Investors worth £11bn urge Trump to stick with Paris Agreement ahead of withdrawal decision
An investor group worth more than £11.5bn has urged Donald Trump to maintain support for the Paris Agreement, amid rife speculation that the President could seek to pull out the US from the landmark climate change deal as early as this week.
A letter signed by 214 investors including Aviva, Hermes, HSBC, has urged nations to put policy measures in place to achieve their individual commitments with the “utmost urgency”. Clear policy mechanisms will be “vital” for investors to shift to clean investments to accelerate the low-carbon global economy, the group said.
“As long-term institutional investors, we believe that the mitigation of climate change is essential for the safeguarding of our investments,” the letter reads.
“The implementation of effective climate policy mechanisms and the regular monitoring of outcomes is vital for investors to make well-informed investment decisions that can also better support governments in delivering their national commitments and priorities.”
Stay or go?
The Trump administration is widely expected to make an announcement this week on future US involvement in the Paris Agreement. Senior White House figures met on two occasions last week to discuss withdrawal from the deal, which aims to keep the global average temperatures to well below 2C above pre-industrial levels.
It is understood that Trump was not present at either meeting, and the President’s personal view appears unclear, despite an initial stance that climate change was a “hoax” created by China. The White House is fiercely divided over whether to pull the US out of the Agreement, as reports claim that chief strategist Steve Bannon is in a deep battle with Secretary of State Rex Tillerson and the president’s daughter Ivanka Trump, who fear the move could have broad diplomatic ramifications.
The administration has hinted a decision will be made before the G7 summit in Italy on May 25-26, which Trump will attend on behalf of the US. The President has already signed executive actions which signal an intent to rollback support for environmental legislation, such as Barack Obama’s Clean Power Plan.
The Environmental Protection Agency faces severe cuts under a proposed White House budget proposal, while the US recently admitted it currently has no plan on how to meet its 2020 climate target, a 17% reduction before 2005 levels. Despite the policymaking inertia, US renewables capacity continued on an upward trajectory in the first quarter of 2017, as figures show that wind additions grew by more than 50% year-on-year.

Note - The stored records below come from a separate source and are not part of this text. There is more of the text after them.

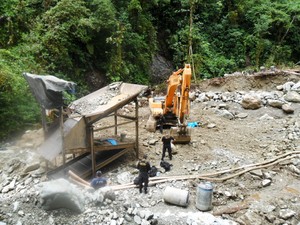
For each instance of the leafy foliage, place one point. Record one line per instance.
(118, 39)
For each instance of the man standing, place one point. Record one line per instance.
(167, 140)
(161, 122)
(144, 168)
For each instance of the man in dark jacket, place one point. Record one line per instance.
(144, 168)
(167, 141)
(161, 122)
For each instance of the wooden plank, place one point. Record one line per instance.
(114, 147)
(114, 157)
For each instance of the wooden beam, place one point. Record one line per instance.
(103, 128)
(116, 123)
(114, 147)
(127, 117)
(92, 150)
(136, 127)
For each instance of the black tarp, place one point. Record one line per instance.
(48, 89)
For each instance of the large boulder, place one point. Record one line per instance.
(60, 193)
(251, 102)
(292, 96)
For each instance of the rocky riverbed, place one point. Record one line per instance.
(249, 123)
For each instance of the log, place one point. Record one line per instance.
(230, 210)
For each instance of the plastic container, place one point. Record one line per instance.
(122, 137)
(176, 196)
(204, 196)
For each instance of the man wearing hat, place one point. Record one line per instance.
(144, 168)
(98, 181)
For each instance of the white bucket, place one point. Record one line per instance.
(176, 196)
(204, 196)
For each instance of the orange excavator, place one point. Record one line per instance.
(173, 109)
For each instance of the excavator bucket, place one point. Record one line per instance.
(151, 124)
(181, 134)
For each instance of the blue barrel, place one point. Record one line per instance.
(204, 196)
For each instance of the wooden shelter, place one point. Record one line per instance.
(77, 134)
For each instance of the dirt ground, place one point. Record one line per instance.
(221, 144)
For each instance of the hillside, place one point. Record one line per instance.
(229, 136)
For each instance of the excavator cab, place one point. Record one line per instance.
(174, 107)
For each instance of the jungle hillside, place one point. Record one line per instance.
(95, 42)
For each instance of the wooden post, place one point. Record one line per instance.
(92, 150)
(116, 123)
(136, 127)
(62, 135)
(45, 131)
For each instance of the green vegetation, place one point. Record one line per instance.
(118, 39)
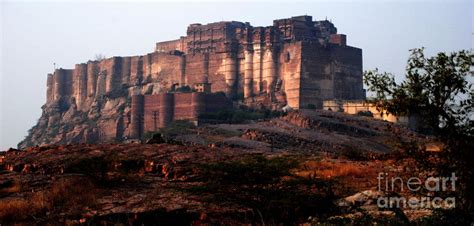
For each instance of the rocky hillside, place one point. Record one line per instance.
(305, 167)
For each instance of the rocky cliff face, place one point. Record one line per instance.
(269, 66)
(90, 103)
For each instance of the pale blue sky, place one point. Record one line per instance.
(34, 35)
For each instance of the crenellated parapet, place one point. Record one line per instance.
(296, 62)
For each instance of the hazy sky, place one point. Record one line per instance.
(34, 35)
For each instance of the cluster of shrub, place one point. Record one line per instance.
(240, 115)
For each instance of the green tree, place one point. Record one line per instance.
(438, 97)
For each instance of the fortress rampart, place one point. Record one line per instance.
(151, 112)
(295, 62)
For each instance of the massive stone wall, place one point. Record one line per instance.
(151, 112)
(296, 62)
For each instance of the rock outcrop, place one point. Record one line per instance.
(296, 62)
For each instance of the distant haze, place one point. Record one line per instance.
(36, 35)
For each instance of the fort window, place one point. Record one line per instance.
(287, 57)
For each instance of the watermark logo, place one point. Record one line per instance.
(390, 184)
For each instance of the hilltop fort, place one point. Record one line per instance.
(295, 63)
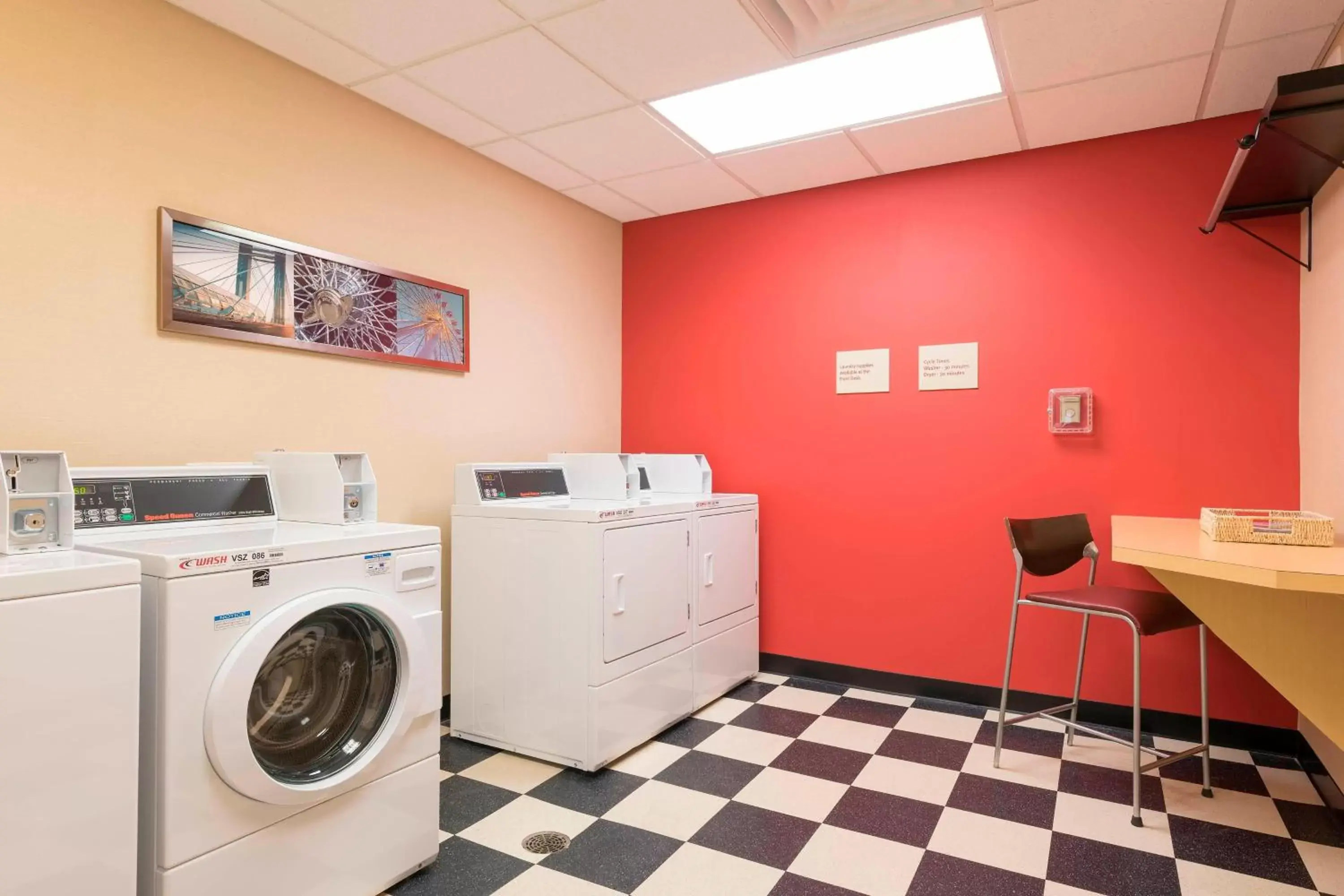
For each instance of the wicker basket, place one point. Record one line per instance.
(1268, 527)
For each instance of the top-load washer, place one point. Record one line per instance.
(725, 546)
(291, 685)
(572, 618)
(69, 694)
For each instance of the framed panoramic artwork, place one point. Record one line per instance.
(224, 281)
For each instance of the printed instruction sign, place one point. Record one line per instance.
(955, 366)
(863, 371)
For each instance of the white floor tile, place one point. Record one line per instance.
(667, 809)
(800, 699)
(1017, 767)
(506, 829)
(1291, 784)
(543, 882)
(877, 696)
(1326, 866)
(846, 734)
(1109, 824)
(511, 771)
(858, 862)
(650, 759)
(992, 841)
(724, 710)
(914, 781)
(1206, 880)
(940, 724)
(792, 794)
(1094, 751)
(746, 745)
(1229, 808)
(1170, 745)
(707, 872)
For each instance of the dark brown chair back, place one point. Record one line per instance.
(1050, 544)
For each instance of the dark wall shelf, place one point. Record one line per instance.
(1297, 144)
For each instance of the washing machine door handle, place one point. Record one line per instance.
(226, 723)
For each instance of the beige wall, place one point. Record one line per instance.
(111, 109)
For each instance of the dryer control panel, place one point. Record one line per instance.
(139, 500)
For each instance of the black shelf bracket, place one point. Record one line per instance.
(1280, 249)
(1297, 146)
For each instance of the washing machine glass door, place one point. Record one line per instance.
(312, 694)
(322, 695)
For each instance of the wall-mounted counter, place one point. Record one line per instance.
(1280, 607)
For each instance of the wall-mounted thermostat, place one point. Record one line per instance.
(1070, 410)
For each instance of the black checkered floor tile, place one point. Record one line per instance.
(797, 788)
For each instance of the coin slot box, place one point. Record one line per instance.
(38, 503)
(323, 487)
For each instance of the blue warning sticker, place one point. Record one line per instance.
(233, 620)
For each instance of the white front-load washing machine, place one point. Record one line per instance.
(289, 685)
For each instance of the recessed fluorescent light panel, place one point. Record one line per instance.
(920, 70)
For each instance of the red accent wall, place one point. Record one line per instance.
(882, 536)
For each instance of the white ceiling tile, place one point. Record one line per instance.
(617, 144)
(519, 82)
(1245, 76)
(654, 49)
(608, 202)
(1132, 101)
(683, 189)
(523, 159)
(1053, 42)
(284, 35)
(1258, 19)
(941, 138)
(800, 164)
(400, 31)
(537, 10)
(433, 112)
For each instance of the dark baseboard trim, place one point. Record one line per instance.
(1237, 735)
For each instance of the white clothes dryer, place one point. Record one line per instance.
(572, 618)
(725, 546)
(291, 685)
(69, 692)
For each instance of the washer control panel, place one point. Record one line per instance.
(135, 501)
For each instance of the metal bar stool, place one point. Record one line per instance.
(1047, 547)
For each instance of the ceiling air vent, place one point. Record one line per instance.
(804, 27)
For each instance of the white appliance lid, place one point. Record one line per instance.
(198, 551)
(30, 575)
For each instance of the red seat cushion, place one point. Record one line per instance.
(1151, 612)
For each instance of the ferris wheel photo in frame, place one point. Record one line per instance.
(224, 281)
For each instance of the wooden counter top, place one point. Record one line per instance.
(1178, 546)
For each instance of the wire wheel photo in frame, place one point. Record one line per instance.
(340, 306)
(429, 323)
(225, 281)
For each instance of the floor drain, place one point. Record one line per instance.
(546, 843)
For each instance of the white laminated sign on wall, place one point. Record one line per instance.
(863, 371)
(956, 366)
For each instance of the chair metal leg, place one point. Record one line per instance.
(1078, 679)
(1003, 698)
(1137, 820)
(1203, 706)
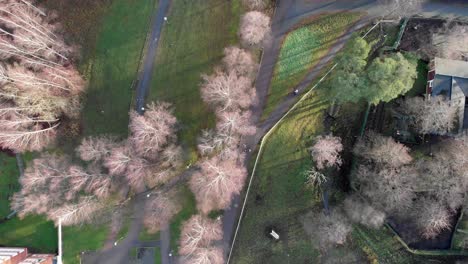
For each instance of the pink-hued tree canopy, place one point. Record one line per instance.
(38, 81)
(216, 182)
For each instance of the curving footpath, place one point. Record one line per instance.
(288, 13)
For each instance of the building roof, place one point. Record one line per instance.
(453, 68)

The White House has confirmed that a “much smaller” US delegation is set to attend the UN climate change summit in Bonn this week. The conference, which runs from May 8-18, will see senior government officials from almost 200 nations meet to discuss the detailed rules for the Paris deal.
The climate talks will be the first time since the UNFCC has convened since the Paris Agreement was ratified last November at COP22 in Marrakech, an event which was overshadowed by the electoral shock of Trump’s rise to presidency.
Charity organisation Christian Aid has said that the global momentum created by Paris must be maintained during the Bonn summit, despite the “mixed messages” coming out of the White House.
“In Bonn this week it’s important that progressive forces come together to manage any fall-out resulting from any US retreat,” Christian Aid’s international climate lead Mohamed Adow said. “They must provide leadership in crafting robust rules related to the implementation of the Paris Agreement ensuring real progress is made on the stocktake moment in 2018 to increase ambition and to make sure that this year’s COP23 summit in November is a success.”